The Crown says Steven Neville is a violent person who killed a man and tried to kill another in a fit of rage.
The defence says Neville is a youthful offender with a cognitive disability who felt threatened and provoked to do what he did.
The Crown says Neville belongs in jail for between 13 and 15 years.
The defence says 10 is enough.
Justice Carl Thompson will decide which side has more credibility and will deliver his decision on sentencing March 20.
A jury found Neville guilty a few months ago, following a lengthy trial, of second-degree murder in the death of Doug Flynn, 19, and the attempted murder of Ryan Dwyer.
Both men were stabbed repeatedly during a confrontation that happened in the early morning hours of Oct. 9, 2010 on Carlisle Drive in Paradise. Dwyer was badly injured, but survived. Flynn died from a knife wound to the temple.
When the sentencing hearing opened
Tuesday in Newfoundland Supreme Court in
St. John’s, Flynn’s mother, Gloria Bishop, told the court in her victim impact statement that Neville’s crime has had a huge effect on her family’s life. She said her son may not have been perfect, but didn’t deserve to die.
On Wednesday, lawyers had their say on what they believe is the best punishment for Neville.
In his final words, Crown prosecutor Robin Fowler reminded the judge Neville got out of a moving vehicle to confront Flynn and Dwyer, with whom he had been at odds for months.
“Mr. Neville was operating out of anger,” Fowler said.
‘I lost my best friend,’ Dwyer writes
Fowler said Neville should be separated from society “for the protection of the public.”
He pointed out that Neville has a criminal record which includes violent offences, such as assault and uttering threats.
He also said that Neville showed no remorse for what he did. After the incident, Fowler said Neville was still reeling about comments Flynn and Dwyer had put on their Facebook statuses, which he said threatened his mother.
“Anger was the motivation,” Fowler said. “He was angry enough to get out of a moving vehicle to face Ryan Dwyer and Doug Flynn.”
He said the only explanation Neville provided was “they pushed me to do it.”
“Yes, we admit there was a history between them, but at the end of the day, when you look at what happened on Oct. 9, it was all about the fact that Steven Neville was angry.”
Fowler reminded the judge that the jury rejected Neville’s claims of self defence.
Finally, he said Neville’s crimes had a serious impact on many people.
Fowler read out two victim impact statements — one from Flynn’s uncle and the other from Dwyer.

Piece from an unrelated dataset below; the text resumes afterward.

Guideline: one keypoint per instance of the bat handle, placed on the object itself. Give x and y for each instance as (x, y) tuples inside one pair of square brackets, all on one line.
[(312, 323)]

“I lost my best friend. I haven’t been the same person,” Dwyer wrote. “He was always there for me. I will never have a friend like that again in my life.”
Dwyer wrote that he no longer trusts people, has lost countless friends because of what happened and has nightmares that someone is chasing him with a knife.
Since murder carries a mandatory life sentence, the only issue to determine is when Neville can be eligible for parole.
Fowler said he should stay in jail for 15 years — 13 at the least.
However, defence lawyer Peter Ralph argued that 13-15 years is excessive for such a young man.
He said 10 years is more appropriate. Eligibility at 15 years, he added, is usually reserved in cases in which both victims died.
Ralph pointed out that the jury found Neville not guilty of first-degree murder, since there was no evidence of planning and deliberation.
“He was motivated by what he thought were threats to his mother (on Facebook),” Ralph said.
“(Dwyer and Flynn) repeatedly threatened to kill him, repeatedly followed him. It’s tragic and unfortunate, the death of Mr. Flynn, but there are aspects of provocation and self defence here.”
Ralph said Neville did show empathy and had an emotional response to what he did. Neville shed tears Tuesday when Flynn’s mother read her victim impact statement.
“Clearly, he was experiencing sadness and empathy for what happened,” he said. “(After the incident), he’s saying ‘they were my friends.’
“This is not a cold-blooded murder where the person walks away feeling nothing.”
As for Neville’s criminal record, Ralph said none of his convictions resulted in prison sentences.
“He’s had brushes with the law, but not a single offence was serious enough to warrant jail time,” he said.
Ralph said the most important factor to consider in sentencing Neville is his youthfulness — he was 20 at the time of the incident. Since October 2010, Neville has matured a great deal, he said, and will have even moreso in 10 years if he’s granted parole eligibility.
“Mr. Neville also has had continued support from his family and friends,” he said.
“That bodes well for his rehabilitation and reintegration into the community.”